The same thing happens in your Saccheri quadrilateral. Make a Saccheri quadrilateral with a 100º pole angle, then lower its “top” side closer and closer to the equator. Its summit angles then get as close to 90º as you please (since the “top” side acts more and more like the equator; or if you prefer, its area goes to 0, and so its angle sum goes to a Euclidean 360º). And presto—an example of a Saccheri quadrilateral on a sphere whose exterior green angle is greater than its summit orange angles.
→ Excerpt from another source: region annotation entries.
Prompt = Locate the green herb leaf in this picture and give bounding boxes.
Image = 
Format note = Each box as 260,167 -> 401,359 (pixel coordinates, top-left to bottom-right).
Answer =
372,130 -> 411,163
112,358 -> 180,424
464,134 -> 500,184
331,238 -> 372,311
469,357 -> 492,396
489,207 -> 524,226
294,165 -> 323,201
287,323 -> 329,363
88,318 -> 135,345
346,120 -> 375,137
A final note: Euclid’s proof of the weak exterior angle theorem fails on a sphere because he uses his second postulate—that any straight line can be extend indefinitely—to determine a point outside of the given triangle. But on a sphere, extending this line in this fashion doesn’t necessarily give a point outside of the triangle, because the line could wrap all of the way around the sphere and back into the triangle!

I hope that’s useful. Happy non-Euclideaning!
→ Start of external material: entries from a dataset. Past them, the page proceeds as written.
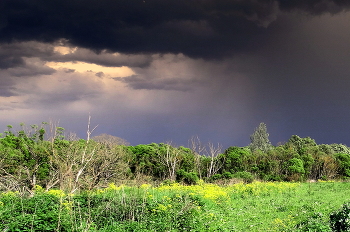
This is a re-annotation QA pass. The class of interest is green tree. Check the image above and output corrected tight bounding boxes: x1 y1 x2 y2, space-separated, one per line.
249 122 272 152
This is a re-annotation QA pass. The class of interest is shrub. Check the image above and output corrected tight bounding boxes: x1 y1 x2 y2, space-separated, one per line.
329 202 350 231
233 172 254 183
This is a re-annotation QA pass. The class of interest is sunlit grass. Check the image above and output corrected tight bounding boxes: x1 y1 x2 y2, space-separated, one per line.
0 182 350 231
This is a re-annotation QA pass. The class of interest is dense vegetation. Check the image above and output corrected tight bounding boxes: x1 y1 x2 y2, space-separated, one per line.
0 123 350 193
0 181 350 232
0 123 350 231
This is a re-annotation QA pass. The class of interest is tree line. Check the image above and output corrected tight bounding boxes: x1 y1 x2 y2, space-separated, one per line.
0 123 350 193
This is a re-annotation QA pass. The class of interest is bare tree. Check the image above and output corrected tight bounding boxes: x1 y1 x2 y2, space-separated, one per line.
189 136 207 179
207 143 222 178
158 142 181 181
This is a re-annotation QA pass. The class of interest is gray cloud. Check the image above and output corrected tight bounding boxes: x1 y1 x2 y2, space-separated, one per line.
0 0 350 59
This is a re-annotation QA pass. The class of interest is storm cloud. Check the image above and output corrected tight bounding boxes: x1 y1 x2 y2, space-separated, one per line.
0 0 350 58
0 0 350 149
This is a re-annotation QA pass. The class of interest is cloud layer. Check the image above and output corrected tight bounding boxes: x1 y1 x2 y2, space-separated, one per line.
0 0 350 146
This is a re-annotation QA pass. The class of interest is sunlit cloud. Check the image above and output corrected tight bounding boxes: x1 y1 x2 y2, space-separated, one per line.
46 61 135 77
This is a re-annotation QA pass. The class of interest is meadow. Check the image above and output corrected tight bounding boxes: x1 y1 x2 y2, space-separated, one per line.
0 181 350 231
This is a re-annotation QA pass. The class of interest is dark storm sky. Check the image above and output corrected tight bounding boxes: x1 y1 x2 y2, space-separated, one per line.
0 0 350 148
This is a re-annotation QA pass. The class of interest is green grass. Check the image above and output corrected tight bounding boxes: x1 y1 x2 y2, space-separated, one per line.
0 182 350 231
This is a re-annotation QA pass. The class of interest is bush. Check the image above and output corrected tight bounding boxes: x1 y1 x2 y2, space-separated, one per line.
329 202 350 231
176 169 199 185
233 172 254 183
297 213 332 232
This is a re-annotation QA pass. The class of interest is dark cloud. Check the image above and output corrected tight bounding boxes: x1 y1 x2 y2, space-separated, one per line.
0 40 53 69
0 0 350 58
48 48 152 67
113 75 198 91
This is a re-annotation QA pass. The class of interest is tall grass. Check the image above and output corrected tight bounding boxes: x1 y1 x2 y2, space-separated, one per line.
0 182 350 231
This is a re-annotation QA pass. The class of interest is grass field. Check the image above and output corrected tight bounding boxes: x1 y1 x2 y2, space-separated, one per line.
0 182 350 231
So I didn’t catch onto your question quite right, but the thrust of my argument still holds: if you make the pole angle obtuse, the green angle can get as close to equalling that obtuse angle as you please, and the orange summit angles can get as close to right as you please by pushing the quadrilateral’s top toward the equator.

Justin-

Thanks for the well-articulated (and cited!) reply. I think I understand your argument, but I don’t think it speaks exactly to what I’m trying to show (probably because there is some information and context that hasn’t been provided in this particular problem).

I’m not looking to prove the exterior angle theorem here. This is part of the proof that, in a Saccheri quadrilateral with unequal legs, the longer side is opposite the larger angle.
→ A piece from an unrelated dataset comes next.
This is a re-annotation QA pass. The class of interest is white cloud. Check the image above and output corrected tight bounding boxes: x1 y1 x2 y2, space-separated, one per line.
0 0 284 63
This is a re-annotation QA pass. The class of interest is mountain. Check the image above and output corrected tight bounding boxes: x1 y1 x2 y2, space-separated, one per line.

The green angle is part of the original biperpendicular quadrilateral with distinct legs, and the leg to the green angle is the longer leg. We’re trying to prove that the green angle is the smaller of the two original summit angles. This seems to rely on the fact that the green angle is indeed less than the orange angle, which is the summit angle of a Saccheri quadrilateral constructed inside the original biperpendicular quadrilateral.

Hopefully that clears things up. But I’m still not sure (a) how to prove it, or (b) if it’s true!